客観的に自分をとらえいるってことですよね。
逆に人間の幅、というか、大きさを感じてしまいました。

巻末ではまたお父さんが登場していましたね。
今後の展開に期待してしまいます。
この親子が救われることを信じて…。 (Dec 2, 2005 03:54:13 PM)

ばんりままさん  
AIBELL  さん
>ノブの親子関係はほんとにリアルですよね。
>中退は「キズ」とか、「野宮のようになってもいいのか。」とか、母親のそういう考え方が
>息子の、
>人をランク(しかもせいぜいクラスや部活の中の狭い人間関係の中の)
>分けしていく性格を作っていく構図。

読んでいてズキっと来るのですが、目を離せません。
子供の性格って親だけでは決まらないけど、影響は確かに大きいですよね。

わっ、私は人間的な幅はそんなにないと思いますよー。
日々自分の子供と人様の子供を比べて優越感に浸る、という部分が、ゼロとは言い切れないんです。

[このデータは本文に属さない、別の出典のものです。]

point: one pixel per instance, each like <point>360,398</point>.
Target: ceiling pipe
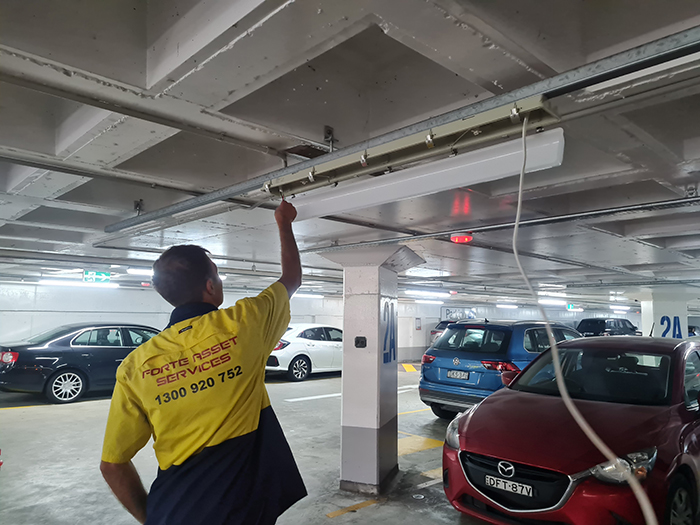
<point>647,55</point>
<point>595,214</point>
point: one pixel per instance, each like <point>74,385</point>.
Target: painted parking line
<point>401,390</point>
<point>352,508</point>
<point>428,484</point>
<point>413,411</point>
<point>412,444</point>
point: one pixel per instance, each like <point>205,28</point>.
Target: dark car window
<point>568,335</point>
<point>691,383</point>
<point>602,375</point>
<point>473,339</point>
<point>595,326</point>
<point>83,339</point>
<point>100,337</point>
<point>50,335</point>
<point>139,336</point>
<point>314,334</point>
<point>334,334</point>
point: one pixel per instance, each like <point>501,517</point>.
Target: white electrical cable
<point>642,498</point>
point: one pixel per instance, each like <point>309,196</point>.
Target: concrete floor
<point>51,456</point>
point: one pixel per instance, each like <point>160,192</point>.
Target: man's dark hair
<point>180,275</point>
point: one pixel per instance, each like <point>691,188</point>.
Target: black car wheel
<point>681,506</point>
<point>299,368</point>
<point>442,413</point>
<point>66,386</point>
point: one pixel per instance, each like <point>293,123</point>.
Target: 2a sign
<point>667,326</point>
<point>96,277</point>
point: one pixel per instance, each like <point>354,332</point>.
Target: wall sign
<point>96,277</point>
<point>455,314</point>
<point>671,329</point>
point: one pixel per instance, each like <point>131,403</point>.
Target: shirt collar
<point>188,311</point>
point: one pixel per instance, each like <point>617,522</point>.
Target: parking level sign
<point>96,277</point>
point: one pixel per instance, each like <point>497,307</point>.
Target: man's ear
<point>211,289</point>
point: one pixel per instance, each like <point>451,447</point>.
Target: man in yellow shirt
<point>198,389</point>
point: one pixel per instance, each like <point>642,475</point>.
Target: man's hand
<point>291,265</point>
<point>126,484</point>
<point>285,213</point>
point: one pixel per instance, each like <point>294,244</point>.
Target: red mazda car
<point>519,458</point>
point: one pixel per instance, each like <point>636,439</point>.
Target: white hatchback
<point>305,349</point>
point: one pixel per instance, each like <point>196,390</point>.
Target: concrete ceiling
<point>128,104</point>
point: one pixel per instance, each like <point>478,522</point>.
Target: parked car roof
<point>625,343</point>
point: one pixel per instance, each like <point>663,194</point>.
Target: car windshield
<point>473,339</point>
<point>52,334</point>
<point>592,325</point>
<point>633,378</point>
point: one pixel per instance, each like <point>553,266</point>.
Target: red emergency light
<point>461,238</point>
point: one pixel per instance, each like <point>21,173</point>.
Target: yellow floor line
<point>434,474</point>
<point>352,508</point>
<point>413,411</point>
<point>413,444</point>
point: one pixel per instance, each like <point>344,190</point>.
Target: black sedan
<point>66,362</point>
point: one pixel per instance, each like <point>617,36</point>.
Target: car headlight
<point>452,435</point>
<point>639,464</point>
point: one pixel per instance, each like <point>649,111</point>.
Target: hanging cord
<point>642,498</point>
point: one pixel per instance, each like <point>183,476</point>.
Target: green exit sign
<point>96,277</point>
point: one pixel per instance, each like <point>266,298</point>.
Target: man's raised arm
<point>291,264</point>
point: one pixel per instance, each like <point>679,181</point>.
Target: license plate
<point>457,374</point>
<point>510,486</point>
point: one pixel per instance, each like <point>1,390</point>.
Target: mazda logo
<point>506,469</point>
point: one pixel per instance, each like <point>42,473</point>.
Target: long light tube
<point>545,150</point>
<point>422,293</point>
<point>140,271</point>
<point>52,282</point>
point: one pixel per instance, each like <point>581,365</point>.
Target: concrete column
<point>369,459</point>
<point>665,313</point>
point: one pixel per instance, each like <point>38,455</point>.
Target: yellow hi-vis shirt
<point>198,383</point>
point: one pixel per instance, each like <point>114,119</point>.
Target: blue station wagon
<point>464,365</point>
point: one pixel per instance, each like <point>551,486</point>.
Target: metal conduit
<point>595,214</point>
<point>647,55</point>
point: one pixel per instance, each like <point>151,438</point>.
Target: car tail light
<point>501,366</point>
<point>8,357</point>
<point>282,344</point>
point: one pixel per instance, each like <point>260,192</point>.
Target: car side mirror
<point>508,377</point>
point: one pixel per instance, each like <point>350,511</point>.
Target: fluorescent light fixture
<point>140,271</point>
<point>421,293</point>
<point>426,272</point>
<point>552,302</point>
<point>544,150</point>
<point>52,282</point>
<point>646,72</point>
<point>619,307</point>
<point>308,296</point>
<point>552,294</point>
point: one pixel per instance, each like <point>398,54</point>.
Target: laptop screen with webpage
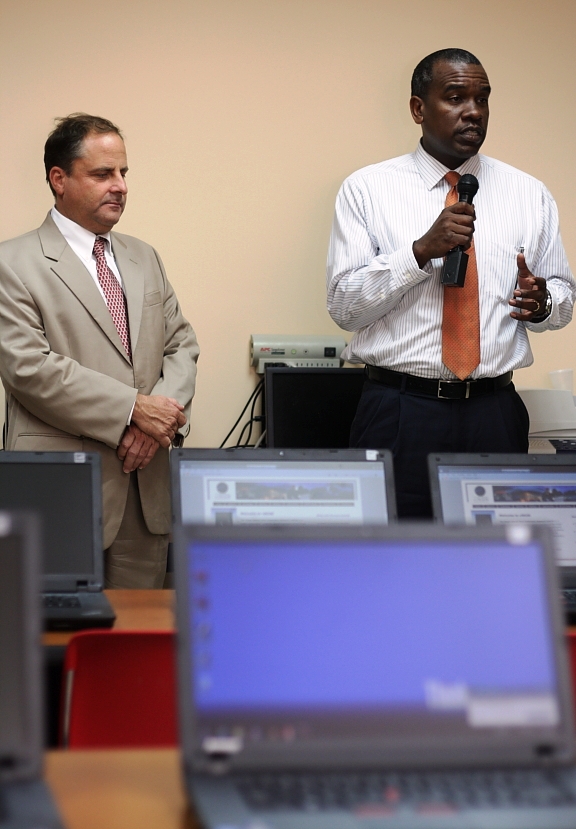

あ、うちの子一番運動神経いいわー(母ビジョン)とか。
あ、うちの子一番ダンス上手いわー(母ビジョン)とか。

この感覚を極端に肥大化させたら、あの母の姿はもう他人事じゃないです。
ノブの場合は「成績」というどんな人の目から見ても説得力のある「ランク」が付いているから尚始末に終えないですよね。

>今後の展開に期待してしまいます。
>この親子が救われることを信じて…。